Of course, you’re encouraged to experiment, understand, and play around with the data and your code’s implementation. Be as messy as you need. Create multiple notebooks if you want as you’re exploring. The final result should be clean, readable, and tell a logical story in a single notebook.
Part 1: Data Preprocessing
Overview: For Part 1, you will be downloading Parquet files (both by hand and with Python code), cleaning and filtering for the relevant data, filling in missing data, and generating samples of these datasets.
Downloading: For the zip code data and Zillow data, manually download the data from the links above and save it to a directory called data lives alongside your notebook.
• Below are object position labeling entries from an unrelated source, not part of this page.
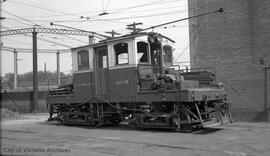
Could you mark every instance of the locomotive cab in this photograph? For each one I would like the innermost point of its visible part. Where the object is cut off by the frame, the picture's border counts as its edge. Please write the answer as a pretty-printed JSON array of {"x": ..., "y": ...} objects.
[{"x": 133, "y": 77}]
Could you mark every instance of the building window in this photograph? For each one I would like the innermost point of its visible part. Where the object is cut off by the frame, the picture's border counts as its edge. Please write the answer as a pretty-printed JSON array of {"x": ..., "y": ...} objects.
[
  {"x": 121, "y": 53},
  {"x": 83, "y": 60},
  {"x": 142, "y": 52},
  {"x": 167, "y": 55}
]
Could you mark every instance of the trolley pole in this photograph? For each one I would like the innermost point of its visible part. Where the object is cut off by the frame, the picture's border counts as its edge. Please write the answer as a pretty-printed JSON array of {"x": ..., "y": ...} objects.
[
  {"x": 15, "y": 68},
  {"x": 58, "y": 68},
  {"x": 35, "y": 72},
  {"x": 266, "y": 93}
]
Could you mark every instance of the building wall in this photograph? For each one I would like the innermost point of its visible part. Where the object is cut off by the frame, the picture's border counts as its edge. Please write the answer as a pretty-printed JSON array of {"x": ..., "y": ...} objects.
[
  {"x": 22, "y": 100},
  {"x": 236, "y": 43}
]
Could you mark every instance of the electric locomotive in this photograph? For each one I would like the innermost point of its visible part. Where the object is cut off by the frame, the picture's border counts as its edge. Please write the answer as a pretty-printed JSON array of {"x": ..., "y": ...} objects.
[{"x": 131, "y": 79}]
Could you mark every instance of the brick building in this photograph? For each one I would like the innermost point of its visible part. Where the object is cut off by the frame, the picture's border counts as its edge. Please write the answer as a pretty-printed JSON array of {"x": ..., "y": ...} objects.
[{"x": 237, "y": 44}]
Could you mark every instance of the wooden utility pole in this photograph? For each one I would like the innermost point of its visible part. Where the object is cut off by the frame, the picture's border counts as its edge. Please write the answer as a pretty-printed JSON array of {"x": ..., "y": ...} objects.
[
  {"x": 15, "y": 69},
  {"x": 35, "y": 73},
  {"x": 58, "y": 68}
]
For the 311 and tree data, you will need to programmatically download the datasets in your notebook using the Application Token you set up earlier.
Cleaning & filtering: You must use the pandas and geopandas packages to load and clean all the datasets. The process of cleaning & filtering the data should include:
- Removing unnecessary columns, and only keeping columns needed to answer questions in the other parts of this project;
- Remove invalid data points (use your discretion!);
- Normalize column names & column types where needed;
- Normalize the Spatial Reference Identifiers (SRID) of any geometry.
Tips for Part 1:
- Get familiar with what SRIDs are and how they’re used. Here is a walkthrough, and an even longer walkthrough with a handy introduction to PostGIS.
- When downloading data from NYC Open Data, be sure to use SoQL query filters to (1) get the correct date range of data needed, and (2) to get all the data within the date range, since the default is only 1,000 results.
- Make use of your
.gitignore
file to avoid committing the large datasets and other unnecessary files to your repo. - Read ahead to figure out which columns are absolutely necessary for each dataset.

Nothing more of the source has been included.